Para D´Urso, “toda vez que se personifica a ação do estado em favor da publicidade de alguém ou de alguma instituição, afasta-se do propósito estatal que a lei estabelece, isto é mais grave quando a publicidade ocorre em favor de uma ficção jurídica, como no caso de uma operação, a qual, hoje, é identificada na figura de alguns poucos agentes do Estado.”

O criminalista ainda afirmou que determinar que uma condenada seja obrigada a dar créditos à Lava Jato [que sequer é uma instituição de Estado] por sua punição é a mesma coisa que obrigar réus absolvidos pela Justiça a fazer propaganda de seus advogados.

O acordo da Rodonorte foi assinado pelos procuradores de Curitiba liderados por Deltan Dallagnol.

Por Luiz Flávio Borges D’Urso

O indesejável marketing na Justiça

No Migalhas

O acordo de leniência celebrado com a empresa Rodonorte, concessionária de rodovias, negociado pelos procuradores da “Lava Jato”, estabelecendo 30% de desconto no valor do pedágio das estradas do Paraná, é uma solução muita boa e de interesse público, merecendo nosso aplauso.

Todavia esse acordo suscitou um amplo debate, quando estabeleceu, ainda, que a empresa deverá fazer propaganda, por meio de placas de 8 metros quadrados, colocadas nos pedágios, esclarecendo que esse desconto é concedido por causa da “Lava Jato”. Trata-se de uma ação de marketing compulsória estranha a nosso Direito.

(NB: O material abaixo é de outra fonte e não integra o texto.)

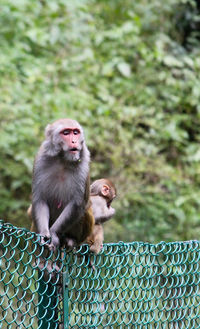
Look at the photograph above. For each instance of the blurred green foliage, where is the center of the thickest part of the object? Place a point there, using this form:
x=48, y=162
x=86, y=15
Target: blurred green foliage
x=129, y=72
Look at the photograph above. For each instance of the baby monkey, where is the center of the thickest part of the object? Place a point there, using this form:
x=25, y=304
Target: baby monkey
x=102, y=193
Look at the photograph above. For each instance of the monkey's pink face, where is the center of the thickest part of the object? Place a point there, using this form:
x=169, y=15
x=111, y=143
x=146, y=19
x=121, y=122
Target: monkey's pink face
x=72, y=142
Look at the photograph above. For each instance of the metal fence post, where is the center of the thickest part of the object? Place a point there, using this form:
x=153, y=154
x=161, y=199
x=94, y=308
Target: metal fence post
x=47, y=300
x=66, y=299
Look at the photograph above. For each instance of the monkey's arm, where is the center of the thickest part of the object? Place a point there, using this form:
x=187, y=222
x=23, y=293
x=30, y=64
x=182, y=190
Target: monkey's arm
x=68, y=217
x=103, y=215
x=40, y=211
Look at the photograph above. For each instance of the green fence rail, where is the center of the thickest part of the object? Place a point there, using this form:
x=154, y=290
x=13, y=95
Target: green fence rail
x=128, y=285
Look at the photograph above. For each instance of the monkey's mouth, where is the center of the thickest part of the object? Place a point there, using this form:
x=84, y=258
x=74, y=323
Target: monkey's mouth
x=73, y=150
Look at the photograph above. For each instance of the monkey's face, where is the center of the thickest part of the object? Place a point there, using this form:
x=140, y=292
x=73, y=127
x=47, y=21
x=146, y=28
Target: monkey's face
x=72, y=143
x=65, y=136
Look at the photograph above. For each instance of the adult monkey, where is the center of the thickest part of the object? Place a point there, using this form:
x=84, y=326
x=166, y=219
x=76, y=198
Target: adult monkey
x=61, y=187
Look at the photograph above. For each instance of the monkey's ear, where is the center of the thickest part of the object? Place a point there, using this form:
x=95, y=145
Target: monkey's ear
x=105, y=190
x=48, y=130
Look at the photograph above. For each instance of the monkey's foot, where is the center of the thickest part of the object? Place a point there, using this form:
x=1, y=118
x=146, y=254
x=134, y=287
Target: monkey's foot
x=70, y=243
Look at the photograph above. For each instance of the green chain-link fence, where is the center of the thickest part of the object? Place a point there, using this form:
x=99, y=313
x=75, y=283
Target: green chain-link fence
x=128, y=285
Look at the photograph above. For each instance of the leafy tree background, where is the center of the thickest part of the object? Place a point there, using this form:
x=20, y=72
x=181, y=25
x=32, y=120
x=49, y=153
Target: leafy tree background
x=129, y=72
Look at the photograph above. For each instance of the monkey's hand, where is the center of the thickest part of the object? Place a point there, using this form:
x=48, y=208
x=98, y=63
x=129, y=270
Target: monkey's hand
x=47, y=242
x=55, y=240
x=104, y=218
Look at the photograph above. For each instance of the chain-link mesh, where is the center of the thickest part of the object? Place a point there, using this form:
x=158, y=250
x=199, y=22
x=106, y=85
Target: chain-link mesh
x=128, y=285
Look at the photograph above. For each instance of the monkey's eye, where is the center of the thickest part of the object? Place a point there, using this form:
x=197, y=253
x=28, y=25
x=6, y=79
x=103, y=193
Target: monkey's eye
x=76, y=131
x=66, y=131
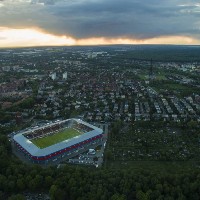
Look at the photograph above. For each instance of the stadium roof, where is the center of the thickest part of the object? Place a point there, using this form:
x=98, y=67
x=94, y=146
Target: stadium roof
x=35, y=151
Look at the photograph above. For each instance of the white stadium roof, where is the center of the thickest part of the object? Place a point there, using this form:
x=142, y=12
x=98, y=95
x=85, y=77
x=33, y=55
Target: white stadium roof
x=35, y=151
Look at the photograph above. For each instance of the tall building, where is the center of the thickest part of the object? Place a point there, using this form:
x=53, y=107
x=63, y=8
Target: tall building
x=151, y=71
x=65, y=75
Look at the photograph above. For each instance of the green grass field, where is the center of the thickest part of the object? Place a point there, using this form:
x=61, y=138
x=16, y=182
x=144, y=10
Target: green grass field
x=55, y=138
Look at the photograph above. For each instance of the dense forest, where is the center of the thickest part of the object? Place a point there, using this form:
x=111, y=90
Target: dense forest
x=85, y=183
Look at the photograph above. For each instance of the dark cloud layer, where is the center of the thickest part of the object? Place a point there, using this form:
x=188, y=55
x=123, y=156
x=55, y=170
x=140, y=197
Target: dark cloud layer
x=106, y=18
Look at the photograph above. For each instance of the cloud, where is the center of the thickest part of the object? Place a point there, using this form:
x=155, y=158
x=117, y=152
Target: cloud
x=134, y=19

Ao se examinar o texto que deve ser objeto da propaganda, que diz: ”O valor do pedágio foi reduzido em 30% porque recursos provenientes de corrupção foram recuperados pela Operação Lava Jato e aplicados em benefício do usuário”, tem-se a impressão que a “operação Lava Jato” seja uma instituição juridicamente constituída.

E mais, cria-se uma obrigação que se poderia comparar a uma hipotética exigência estabelecida nas sentenças condenatórias, de que a punição foi aplicada graças ao juiz da causa, que, pela imposição da pena, estaria beneficiando o cidadão.

Toda vez que se personifica a ação do estado em favor da publicidade de alguém ou de alguma instituição, afasta-se do propósito estatal que a lei estabelece, isto é mais grave quando a publicidade ocorre em favor de uma ficção jurídica, como no caso de uma operação, a qual, hoje, é identificada na figura de alguns poucos agentes do Estado.

Imagine-se obrigar os alvos da ação estatal criminal a dar o crédito de seu insucesso delituoso à policia civil ou militar que atuou no caso, ou ainda declinar que foi o Ministério Público (que o denunciou) quem deve ser o destinatário do reconhecimento pela punição recebida, ou talvez que o Magistrado sentenciante deve ser reconhecido pelo serviço prestado.

Se isso fosse admitido, chegaríamos ao absurdo de se estabelecer, nas sentenças, a obrigação do réu, nos casos de absolvição, sempre que viesse a se manifestar, a atribuir à advocacia ou ao advogado fulano de tal, a obtenção de sua inocência.

O aparelho criminal estatal é formado por muitas instituições e incontáveis agentes, que agem, não em nome próprio, mas em nome do Estado e, por esta razão, a prestação jurisdicional (aqui entendida como todas as formas de solução de conflitos com a intervenção do Estado), deve manter o caráter impessoal de sua atividade.

A Justiça não precisa de marketing ou de propaganda, pelo contrário, deve pautar-se pela discrição, cumprindo a lei de forma impessoal, realizando a esperada prestação jurisdicional e, por causa disso, deve ter seu reconhecimento e mérito.